Example of a simple oscillator that requires a capacitor to function

A capacitor can possess spring-like qualities in an oscillator circuit. In the image example, a capacitor acts to influence the biasing voltage at the npn transistor's base. The resistance values of the voltage-divider resistors and the capacitance value of the capacitor together control the oscillatory frequency.

==Hazards and safety==
Capacitors may retain a charge long after power is removed from a circuit; this charge can cause dangerous or even potentially fatal shocks or damage connected equipment. For example, even a seemingly innocuous device such as a disposable camera flash unit powered by a 1.5 volt AA battery contains a capacitor which may be charged to over 300 volts. This is easily capable of delivering a shock. Service procedures for electronic devices usually include instructions to discharge large or high-voltage capacitors. Capacitors may also have built-in discharge resistors to dissipate stored energy to a safe level within a few seconds after power is removed. High-voltage capacitors are stored with the terminals shorted, as protection from potentially dangerous voltages due to dielectric absorption.

Some old, large oil-filled capacitors contain polychlorinated biphenyls (PCBs). It is known that waste PCBs can leak into groundwater under landfills. Capacitors containing PCB were labelled as containing "Askarel" and several other trade names. PCB-filled capacitors are found in very old (pre 1975) fluorescent lamp ballasts, and other applications.

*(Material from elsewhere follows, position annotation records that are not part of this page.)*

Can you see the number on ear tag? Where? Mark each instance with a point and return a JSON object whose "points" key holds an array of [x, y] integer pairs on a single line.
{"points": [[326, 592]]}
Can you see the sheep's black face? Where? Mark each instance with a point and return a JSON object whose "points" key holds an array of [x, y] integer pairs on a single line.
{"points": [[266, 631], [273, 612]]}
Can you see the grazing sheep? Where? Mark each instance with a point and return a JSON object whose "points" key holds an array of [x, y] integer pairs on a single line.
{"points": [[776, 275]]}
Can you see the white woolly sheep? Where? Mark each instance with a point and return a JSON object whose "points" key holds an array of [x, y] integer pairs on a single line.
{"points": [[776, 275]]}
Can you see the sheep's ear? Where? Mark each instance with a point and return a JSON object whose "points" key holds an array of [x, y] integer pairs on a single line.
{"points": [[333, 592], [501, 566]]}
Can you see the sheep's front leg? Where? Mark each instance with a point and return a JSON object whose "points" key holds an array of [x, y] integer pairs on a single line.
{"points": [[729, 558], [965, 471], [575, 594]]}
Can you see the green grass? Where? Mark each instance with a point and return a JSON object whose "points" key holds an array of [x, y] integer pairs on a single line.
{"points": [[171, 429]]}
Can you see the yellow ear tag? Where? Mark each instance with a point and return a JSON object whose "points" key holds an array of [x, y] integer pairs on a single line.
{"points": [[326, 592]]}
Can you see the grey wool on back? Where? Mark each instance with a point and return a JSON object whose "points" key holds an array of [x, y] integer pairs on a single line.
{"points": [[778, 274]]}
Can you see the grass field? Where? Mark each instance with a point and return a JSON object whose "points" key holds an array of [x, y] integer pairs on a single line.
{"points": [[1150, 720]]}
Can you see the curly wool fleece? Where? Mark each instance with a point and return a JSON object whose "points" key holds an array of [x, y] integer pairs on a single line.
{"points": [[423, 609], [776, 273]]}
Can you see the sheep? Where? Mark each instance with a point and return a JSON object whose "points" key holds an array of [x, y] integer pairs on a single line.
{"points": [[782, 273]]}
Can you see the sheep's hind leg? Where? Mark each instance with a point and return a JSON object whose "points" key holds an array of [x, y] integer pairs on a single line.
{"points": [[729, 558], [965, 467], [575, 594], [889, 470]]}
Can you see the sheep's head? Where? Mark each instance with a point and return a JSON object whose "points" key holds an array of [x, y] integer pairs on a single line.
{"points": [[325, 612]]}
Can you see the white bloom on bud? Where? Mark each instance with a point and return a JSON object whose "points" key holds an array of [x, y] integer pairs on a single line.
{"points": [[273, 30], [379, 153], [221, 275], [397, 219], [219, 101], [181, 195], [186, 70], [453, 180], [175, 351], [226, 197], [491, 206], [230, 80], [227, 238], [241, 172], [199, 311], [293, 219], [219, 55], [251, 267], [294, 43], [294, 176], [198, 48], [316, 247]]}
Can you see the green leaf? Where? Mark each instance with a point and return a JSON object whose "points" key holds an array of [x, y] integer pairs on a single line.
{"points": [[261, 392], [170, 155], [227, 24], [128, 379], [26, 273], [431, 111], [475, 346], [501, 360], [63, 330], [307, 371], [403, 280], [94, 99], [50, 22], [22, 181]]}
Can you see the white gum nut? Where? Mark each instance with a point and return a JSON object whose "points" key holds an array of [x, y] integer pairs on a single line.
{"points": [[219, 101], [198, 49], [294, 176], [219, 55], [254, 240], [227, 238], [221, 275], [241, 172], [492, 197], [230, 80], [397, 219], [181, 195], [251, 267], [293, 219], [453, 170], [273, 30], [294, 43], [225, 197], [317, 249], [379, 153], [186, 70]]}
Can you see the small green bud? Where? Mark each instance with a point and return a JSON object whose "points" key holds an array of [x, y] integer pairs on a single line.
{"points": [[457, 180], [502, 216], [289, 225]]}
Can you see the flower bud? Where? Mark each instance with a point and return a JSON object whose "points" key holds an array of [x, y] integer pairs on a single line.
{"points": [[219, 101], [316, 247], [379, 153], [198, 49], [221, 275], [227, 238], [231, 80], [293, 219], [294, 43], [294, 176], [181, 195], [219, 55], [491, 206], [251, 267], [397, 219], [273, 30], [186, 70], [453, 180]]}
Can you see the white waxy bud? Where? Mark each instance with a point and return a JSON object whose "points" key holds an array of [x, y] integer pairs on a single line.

High-voltage capacitors may catastrophically fail when subjected to voltages or currents beyond their rating, or as they reach their normal end of life. Dielectric or metal interconnection failures may create arcing that vaporizes dielectric fluid, resulting in case bulging, rupture, or even an explosion. Capacitors used in RF or sustained high-current applications can overheat, especially in the center of the capacitor rolls. Capacitors used within high-energy capacitor banks can violently explode when a short in one capacitor causes sudden dumping of energy stored in the rest of the bank into the failing unit. High voltage vacuum capacitors can generate soft X-rays even during normal operation. Proper containment, fusing, and preventive maintenance can help to minimize these hazards.

High-voltage capacitors can benefit from a pre-charge to limit in-rush currents at power-up of high voltage direct current (HVDC) circuits. This will extend the life of the component and may mitigate high-voltage hazards.